DROITS ET LIBERTÉS : L'article 90 du Règlement de procédure civile, qui prévoit la tenue d'un registre public des plaideurs sujets à autorisation, ne contrevient pas au droit à la sauvegarde de l'honneur, de la dignité et de la réputation







2016EXP-1924 

Intitulé : Grenier c. Québec (Procureure générale), 2016 QCCS 1442 *
Juridiction : Cour supérieure (C.S.), Québec, 200-17-022572-150
Décision de : Juge Simon Ruel
Date : 4 avril 2016
Références : SOQUIJ AZ-51269068, 2016EXP-1924, J.E. 2016-1067 (17 pages)

Résumé


DROITS ET LIBERTÉS — droits judiciaires — audition publique et impartiale par un tribunal indépendant — accès à la justice — restriction d'accès aux tribunaux — plaideur vexatoire — quérulence — articles 84 à 90 du Règlement de procédure civile — constitutionnalité — recours en nullité.

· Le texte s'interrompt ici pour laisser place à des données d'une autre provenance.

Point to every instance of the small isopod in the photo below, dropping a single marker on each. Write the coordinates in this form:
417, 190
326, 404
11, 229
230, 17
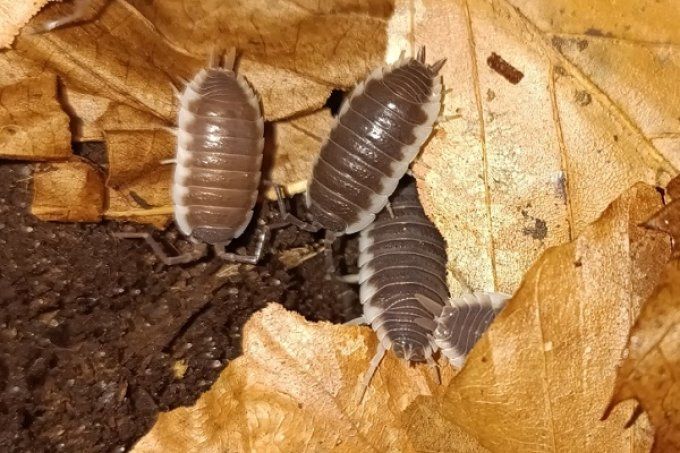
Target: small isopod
463, 321
220, 140
402, 278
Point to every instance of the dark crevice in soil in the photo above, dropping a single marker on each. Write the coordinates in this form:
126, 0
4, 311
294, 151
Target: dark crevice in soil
94, 333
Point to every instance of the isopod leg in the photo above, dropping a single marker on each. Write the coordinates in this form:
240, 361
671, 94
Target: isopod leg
328, 241
263, 234
372, 368
197, 253
352, 279
359, 321
287, 216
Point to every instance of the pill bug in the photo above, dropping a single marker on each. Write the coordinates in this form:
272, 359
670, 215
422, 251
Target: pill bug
378, 132
402, 279
463, 321
220, 139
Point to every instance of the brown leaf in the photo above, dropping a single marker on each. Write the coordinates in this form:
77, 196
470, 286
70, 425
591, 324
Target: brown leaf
545, 369
538, 380
295, 389
673, 188
651, 369
514, 169
68, 192
14, 15
293, 52
32, 124
132, 51
667, 220
145, 200
296, 143
135, 154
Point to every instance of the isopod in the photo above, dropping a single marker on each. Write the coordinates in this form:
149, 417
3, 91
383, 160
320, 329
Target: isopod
463, 321
402, 278
220, 140
379, 130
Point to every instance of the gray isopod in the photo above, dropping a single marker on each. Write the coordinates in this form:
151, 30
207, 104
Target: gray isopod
401, 257
217, 166
463, 321
379, 130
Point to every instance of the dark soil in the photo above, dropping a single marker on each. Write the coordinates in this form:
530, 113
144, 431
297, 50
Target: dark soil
93, 329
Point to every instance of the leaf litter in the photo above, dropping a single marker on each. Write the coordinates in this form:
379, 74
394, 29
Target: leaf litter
517, 166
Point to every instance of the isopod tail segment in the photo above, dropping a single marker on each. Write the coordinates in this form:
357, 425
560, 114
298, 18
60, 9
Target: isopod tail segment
463, 321
380, 354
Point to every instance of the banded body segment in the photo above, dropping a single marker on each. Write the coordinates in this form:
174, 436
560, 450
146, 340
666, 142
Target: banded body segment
463, 322
402, 258
379, 131
219, 156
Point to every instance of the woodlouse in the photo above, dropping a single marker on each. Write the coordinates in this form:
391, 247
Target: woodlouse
379, 130
463, 321
401, 257
220, 140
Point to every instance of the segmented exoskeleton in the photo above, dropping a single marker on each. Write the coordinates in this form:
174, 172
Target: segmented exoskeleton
219, 155
379, 130
463, 321
402, 278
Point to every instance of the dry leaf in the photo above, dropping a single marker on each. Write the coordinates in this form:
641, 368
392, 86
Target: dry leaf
539, 380
667, 219
294, 52
544, 371
133, 155
132, 51
651, 369
14, 15
295, 389
118, 56
519, 164
68, 192
673, 188
145, 200
296, 143
32, 123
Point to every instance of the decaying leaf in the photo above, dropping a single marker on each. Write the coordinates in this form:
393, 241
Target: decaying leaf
292, 52
296, 143
68, 192
519, 164
542, 376
667, 219
651, 371
673, 188
131, 52
145, 200
133, 155
295, 389
539, 380
32, 124
14, 15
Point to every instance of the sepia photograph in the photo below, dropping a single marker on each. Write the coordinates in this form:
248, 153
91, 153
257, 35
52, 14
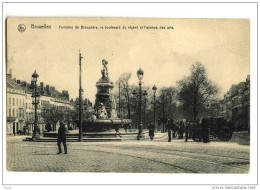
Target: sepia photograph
127, 95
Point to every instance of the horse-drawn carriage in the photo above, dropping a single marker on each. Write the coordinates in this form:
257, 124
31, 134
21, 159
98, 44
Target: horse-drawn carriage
216, 127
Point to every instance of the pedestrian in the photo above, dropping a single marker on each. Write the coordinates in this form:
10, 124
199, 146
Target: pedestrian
151, 130
169, 127
181, 129
205, 131
62, 138
187, 131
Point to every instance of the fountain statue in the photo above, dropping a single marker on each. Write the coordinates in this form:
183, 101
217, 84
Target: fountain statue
105, 116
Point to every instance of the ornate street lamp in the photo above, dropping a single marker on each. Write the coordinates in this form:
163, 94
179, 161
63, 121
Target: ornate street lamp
154, 92
135, 98
36, 95
140, 74
145, 100
80, 101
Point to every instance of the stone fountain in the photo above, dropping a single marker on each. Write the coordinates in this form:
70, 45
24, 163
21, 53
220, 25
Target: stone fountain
105, 116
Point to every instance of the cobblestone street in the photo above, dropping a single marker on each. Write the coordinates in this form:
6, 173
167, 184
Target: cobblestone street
145, 156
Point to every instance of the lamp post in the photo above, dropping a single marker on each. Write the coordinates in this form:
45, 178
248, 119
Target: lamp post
80, 101
145, 99
135, 98
119, 101
154, 105
140, 74
164, 119
36, 130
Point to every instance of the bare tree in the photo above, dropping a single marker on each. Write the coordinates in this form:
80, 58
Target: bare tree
125, 90
196, 90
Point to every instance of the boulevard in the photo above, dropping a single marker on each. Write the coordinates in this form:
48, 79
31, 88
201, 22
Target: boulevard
144, 156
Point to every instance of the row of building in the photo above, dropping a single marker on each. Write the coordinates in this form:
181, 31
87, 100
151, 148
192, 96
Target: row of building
21, 111
235, 105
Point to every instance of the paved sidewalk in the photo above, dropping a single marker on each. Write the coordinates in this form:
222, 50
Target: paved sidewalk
144, 156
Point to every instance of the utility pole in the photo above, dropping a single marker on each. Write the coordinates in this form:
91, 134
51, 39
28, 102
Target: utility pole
80, 101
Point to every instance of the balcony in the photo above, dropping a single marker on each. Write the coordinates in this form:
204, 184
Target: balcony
11, 119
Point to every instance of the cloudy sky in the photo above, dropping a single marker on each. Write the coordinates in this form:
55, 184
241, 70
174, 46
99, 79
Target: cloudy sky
165, 55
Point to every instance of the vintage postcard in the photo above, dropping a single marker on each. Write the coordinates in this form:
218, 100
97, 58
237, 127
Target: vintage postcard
128, 95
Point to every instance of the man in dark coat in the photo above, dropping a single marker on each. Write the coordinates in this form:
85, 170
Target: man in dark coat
187, 131
151, 130
62, 138
169, 127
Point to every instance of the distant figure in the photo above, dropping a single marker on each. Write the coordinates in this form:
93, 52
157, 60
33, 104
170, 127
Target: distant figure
205, 132
151, 130
181, 129
169, 127
187, 131
102, 112
62, 138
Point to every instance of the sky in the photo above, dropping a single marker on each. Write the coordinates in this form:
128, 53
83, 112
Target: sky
165, 55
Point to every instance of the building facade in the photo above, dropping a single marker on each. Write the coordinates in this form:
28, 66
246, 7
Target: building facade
53, 107
236, 105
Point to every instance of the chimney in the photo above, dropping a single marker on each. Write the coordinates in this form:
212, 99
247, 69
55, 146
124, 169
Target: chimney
10, 73
26, 86
42, 87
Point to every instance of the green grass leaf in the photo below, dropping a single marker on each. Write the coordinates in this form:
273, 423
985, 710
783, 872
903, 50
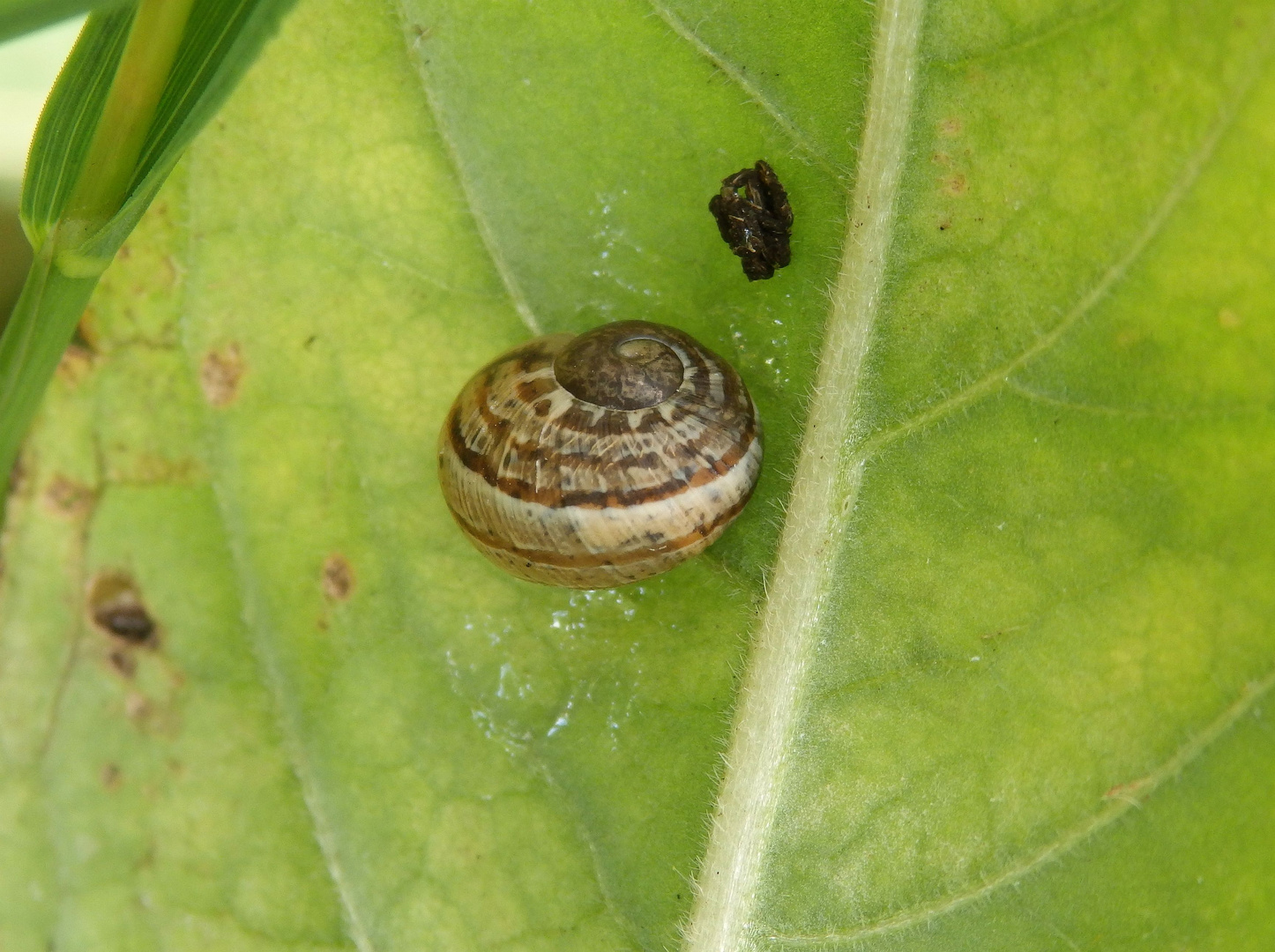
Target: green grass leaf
18, 17
135, 89
985, 666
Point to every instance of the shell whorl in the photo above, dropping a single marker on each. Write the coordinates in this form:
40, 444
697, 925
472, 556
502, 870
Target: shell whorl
600, 459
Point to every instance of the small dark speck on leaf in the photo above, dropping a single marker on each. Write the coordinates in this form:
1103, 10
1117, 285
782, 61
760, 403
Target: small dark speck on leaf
338, 577
755, 219
116, 609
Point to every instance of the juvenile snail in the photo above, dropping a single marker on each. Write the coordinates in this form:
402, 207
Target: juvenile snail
600, 459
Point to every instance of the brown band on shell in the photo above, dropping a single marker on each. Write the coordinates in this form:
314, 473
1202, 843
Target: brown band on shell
612, 558
602, 459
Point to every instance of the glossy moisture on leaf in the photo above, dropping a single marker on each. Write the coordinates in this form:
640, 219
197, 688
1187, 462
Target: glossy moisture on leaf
1029, 686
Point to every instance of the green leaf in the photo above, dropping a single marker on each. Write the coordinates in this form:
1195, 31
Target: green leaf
135, 89
986, 663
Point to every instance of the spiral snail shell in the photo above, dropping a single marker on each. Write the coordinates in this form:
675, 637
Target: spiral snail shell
600, 459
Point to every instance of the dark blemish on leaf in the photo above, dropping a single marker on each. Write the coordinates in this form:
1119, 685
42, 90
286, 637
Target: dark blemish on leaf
220, 375
755, 219
338, 577
66, 499
117, 611
111, 777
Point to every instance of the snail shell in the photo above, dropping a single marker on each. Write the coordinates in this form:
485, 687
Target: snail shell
600, 459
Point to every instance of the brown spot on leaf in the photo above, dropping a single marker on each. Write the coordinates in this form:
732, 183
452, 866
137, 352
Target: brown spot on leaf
87, 331
66, 499
338, 577
117, 611
111, 777
220, 375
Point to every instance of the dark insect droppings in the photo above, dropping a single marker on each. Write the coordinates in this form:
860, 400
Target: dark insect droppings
128, 622
116, 608
755, 219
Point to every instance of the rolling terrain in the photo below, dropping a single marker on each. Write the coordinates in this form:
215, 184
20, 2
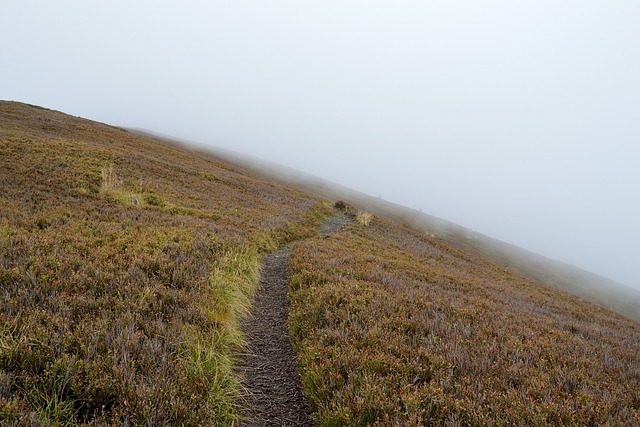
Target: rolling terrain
128, 266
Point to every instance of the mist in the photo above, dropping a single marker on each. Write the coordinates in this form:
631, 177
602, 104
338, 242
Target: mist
516, 119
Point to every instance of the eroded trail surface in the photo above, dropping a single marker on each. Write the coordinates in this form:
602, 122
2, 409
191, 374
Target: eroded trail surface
269, 366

DROITS ET LIBERTÉS — droits et libertés fondamentaux — dignité — plaideur vexatoire — inscription au registre — atteinte à la réputation — articles 84 à 90 du Règlement de procédure civile — constitutionnalité.
CONSTITUTIONNEL (DROIT) — divers — articles 84 à 90 du Règlement de procédure civile — constitutionnalité — plaideur vexatoire — quérulence — recours en nullité.
PROCÉDURE CIVILE — règlements des tribunaux (règles de pratique) — restriction d'accès aux tribunaux — plaideur vexatoire — quérulence — articles 84 à 90 du Règlement de procédure civile — constitutionnalité — recours en nullité.
Requête en nullité des articles 84 à 90 du Règlement de procédure civile portant sur la quérulence. Rejetée.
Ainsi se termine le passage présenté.